Both networks are of depth 50 and width 64, use ReLU activations and were trained on the same data set for 2000 epochs using Adam.

Investigating Self Truncation

My idea now was, that the skip connections essentially allow the network to always truncate itself. Every layer in essence acts as the final hidden layer, which could mean that they compete in some way. Thus if the first five to seven layers out compete the others, they may have some inherent advantage. This may extend to normal MLPs as well, in the sense that if I make my network too deep, I might not be able to utilize that advantage, as the later layers will make the training of the first layers harder.

I did some more analysis by disabling selective layers, which again showed the importance of the first seven layers and thus formulated my loose hypothesis: “The activity of the first layers reflects their learning efficiency compared to later layers”. Finally I wanted to see if this could also be seen in normal MLPs. To test this I initialized MLPs with the same width of 64, ReLU activations with depth ranging from 2 to 50 and trained these networks using the same training routine as before on the same training data in 100 epochs. To quantify the error I employed a Monte-Carlo method by generating 1000 random points $x_i \in \operatorname{supp}(\text{Training Data})$ and calculating

\[\text{error approximation} = \frac{1}{1000}\sum_{i=1}^{1000} \left( \sin(x_i) - \Phi_\text{depth}(x_i) \right)^2,\]

where $\Phi_\text{depth}$ is the inference of an MLP with specified depth. The results are shown in figure 4.

Figure 4: Monte-Carlo error approximation for ReLU MLPs of different depth. Each network was given the same training dataset and trained in the same number of epochs. One can clearly see, how networks between depth 8-13 seem to have an advantage in this rather short training routine.

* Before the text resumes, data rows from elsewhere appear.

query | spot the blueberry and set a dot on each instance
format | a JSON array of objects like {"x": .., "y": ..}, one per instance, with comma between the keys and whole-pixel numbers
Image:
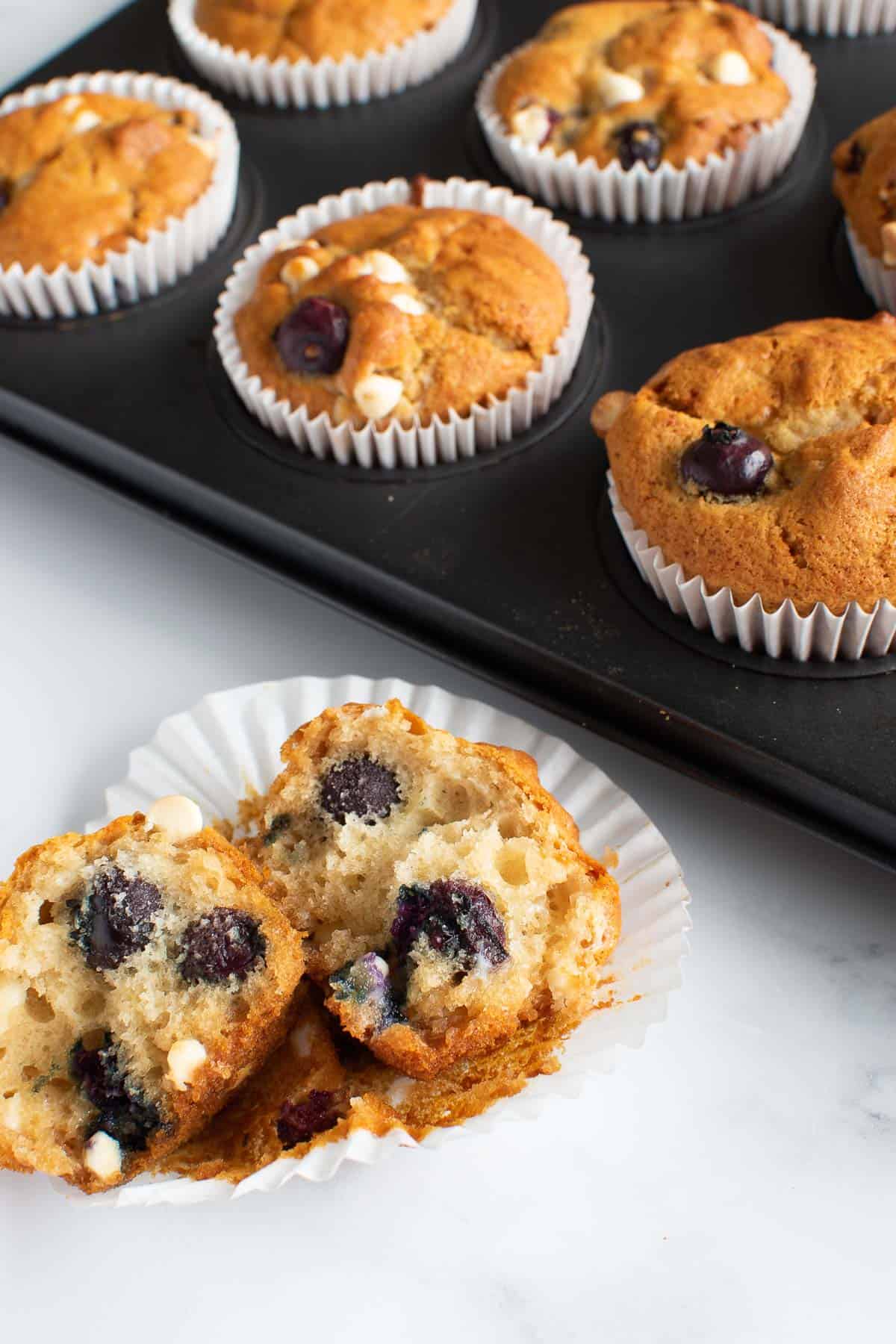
[
  {"x": 359, "y": 786},
  {"x": 367, "y": 981},
  {"x": 726, "y": 460},
  {"x": 455, "y": 918},
  {"x": 114, "y": 917},
  {"x": 856, "y": 159},
  {"x": 225, "y": 942},
  {"x": 300, "y": 1121},
  {"x": 640, "y": 143},
  {"x": 279, "y": 824},
  {"x": 314, "y": 337},
  {"x": 124, "y": 1112}
]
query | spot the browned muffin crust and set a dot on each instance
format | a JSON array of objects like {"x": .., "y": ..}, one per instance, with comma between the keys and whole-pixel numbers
[
  {"x": 695, "y": 78},
  {"x": 309, "y": 30},
  {"x": 822, "y": 396},
  {"x": 448, "y": 305},
  {"x": 865, "y": 184},
  {"x": 62, "y": 994},
  {"x": 84, "y": 175},
  {"x": 326, "y": 1081}
]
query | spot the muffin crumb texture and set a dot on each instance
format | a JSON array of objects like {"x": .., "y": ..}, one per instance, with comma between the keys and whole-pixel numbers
[
  {"x": 768, "y": 464},
  {"x": 321, "y": 1086},
  {"x": 403, "y": 312},
  {"x": 448, "y": 900},
  {"x": 141, "y": 979},
  {"x": 644, "y": 82},
  {"x": 300, "y": 30},
  {"x": 89, "y": 172},
  {"x": 865, "y": 184}
]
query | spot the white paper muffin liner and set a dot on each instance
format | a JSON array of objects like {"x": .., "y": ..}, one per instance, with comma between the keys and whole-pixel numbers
[
  {"x": 328, "y": 82},
  {"x": 828, "y": 18},
  {"x": 489, "y": 423},
  {"x": 668, "y": 194},
  {"x": 782, "y": 633},
  {"x": 230, "y": 742},
  {"x": 877, "y": 280},
  {"x": 169, "y": 253}
]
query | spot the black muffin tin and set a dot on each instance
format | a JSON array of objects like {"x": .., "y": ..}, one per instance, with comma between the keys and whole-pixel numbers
[{"x": 509, "y": 564}]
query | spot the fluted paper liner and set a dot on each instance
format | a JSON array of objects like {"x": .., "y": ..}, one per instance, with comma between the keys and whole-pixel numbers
[
  {"x": 489, "y": 423},
  {"x": 668, "y": 194},
  {"x": 169, "y": 253},
  {"x": 328, "y": 82},
  {"x": 828, "y": 18},
  {"x": 230, "y": 742},
  {"x": 877, "y": 279},
  {"x": 782, "y": 633}
]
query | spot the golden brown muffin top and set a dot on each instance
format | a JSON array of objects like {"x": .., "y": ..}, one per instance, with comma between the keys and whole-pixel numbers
[
  {"x": 85, "y": 174},
  {"x": 309, "y": 30},
  {"x": 423, "y": 312},
  {"x": 865, "y": 184},
  {"x": 644, "y": 81},
  {"x": 821, "y": 396}
]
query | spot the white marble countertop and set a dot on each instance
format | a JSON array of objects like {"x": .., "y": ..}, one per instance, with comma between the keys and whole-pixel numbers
[{"x": 734, "y": 1180}]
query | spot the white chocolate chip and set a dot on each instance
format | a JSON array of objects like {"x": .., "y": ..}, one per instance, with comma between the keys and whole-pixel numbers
[
  {"x": 615, "y": 87},
  {"x": 179, "y": 818},
  {"x": 399, "y": 1092},
  {"x": 383, "y": 267},
  {"x": 85, "y": 121},
  {"x": 889, "y": 242},
  {"x": 11, "y": 1113},
  {"x": 378, "y": 394},
  {"x": 302, "y": 1039},
  {"x": 408, "y": 304},
  {"x": 13, "y": 995},
  {"x": 184, "y": 1060},
  {"x": 102, "y": 1156},
  {"x": 608, "y": 410},
  {"x": 531, "y": 124},
  {"x": 297, "y": 270},
  {"x": 729, "y": 67}
]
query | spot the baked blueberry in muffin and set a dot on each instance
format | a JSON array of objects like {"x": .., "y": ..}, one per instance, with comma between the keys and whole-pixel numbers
[
  {"x": 403, "y": 312},
  {"x": 296, "y": 30},
  {"x": 768, "y": 464},
  {"x": 84, "y": 175},
  {"x": 865, "y": 184},
  {"x": 321, "y": 1085},
  {"x": 642, "y": 82},
  {"x": 447, "y": 895},
  {"x": 143, "y": 974}
]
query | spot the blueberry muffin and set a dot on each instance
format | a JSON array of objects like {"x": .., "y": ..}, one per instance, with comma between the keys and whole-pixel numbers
[
  {"x": 143, "y": 974},
  {"x": 323, "y": 1085},
  {"x": 445, "y": 892},
  {"x": 299, "y": 30},
  {"x": 406, "y": 311},
  {"x": 84, "y": 175},
  {"x": 865, "y": 184},
  {"x": 768, "y": 464},
  {"x": 642, "y": 82}
]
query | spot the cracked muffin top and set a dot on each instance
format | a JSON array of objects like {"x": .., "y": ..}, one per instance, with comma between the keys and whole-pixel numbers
[
  {"x": 768, "y": 464},
  {"x": 865, "y": 184},
  {"x": 309, "y": 30},
  {"x": 84, "y": 175},
  {"x": 143, "y": 974},
  {"x": 642, "y": 82},
  {"x": 406, "y": 311}
]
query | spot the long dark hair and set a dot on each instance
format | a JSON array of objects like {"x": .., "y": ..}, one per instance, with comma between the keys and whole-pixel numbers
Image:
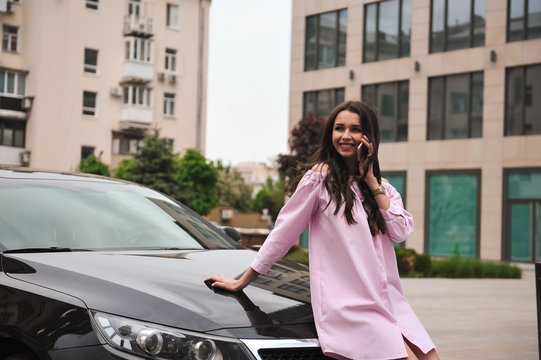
[{"x": 338, "y": 180}]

This does not quite support my Hypothesis, as the gains start after the first seven layers. Maybe the hight activity indicates, that the layers are actually needed or maybe it is just an insignificant anomaly of the modified ResNet. Testing this hypothesis on different network sizes with different tasks is needed to be more confident in the hypothesis.

I want to make two remarks on figure 4:

One can nicely see the depth at which the network gets too deep to be trained without skip connections
The plot is highly dependant upon the training amount. If we increase the epochs we can make shallow networks with comparable accuracy to medium sized networks.

Further Ideas

The first weight update should be highly dependant on the chosen weight initialization scheme. Let’s assume for a second, that the network is initialized with zero bias and the identity for the weights. In this case each layer gets exactly the input data and directly escapes to the last layer. Therefore they are all identical and should receive exactly the same gradient. This changes in every subsequent weight update, as layers no longer realize the identity. The question is now, if the early layers now carry a larger gradient. This seems a bit counter intuitive, as any change made to early layers should also effect the last layer through every subsequent skip. Latter layers in contrast have ever less skips to influence this layer and should thus receive larger gradients to make up for this reduced effect strength. It might be interesting to initialize the network as described above and to investigate the gradient behaviour.

Now lets assume He initialization for the network. In this case each layer immediately receives a different input and therefore the first gradient should be unique for each layer. In other words: We immediately are in this chaotic behaviour. The question is now if the first weight update is of high importance. These considerations however still do not explain why we see the drop of in weight magnitude throughout the layers. It might also be interesting to build a very small network and investigate each weight update individually to better understand the drift of the latter layers to the zero function.

As far as I’m aware PyTorch initializes ReLU networks using He initialization. Therefore the answer to this drift should not be found in the first gradient update. I leave the investigation here for now and might return to it later.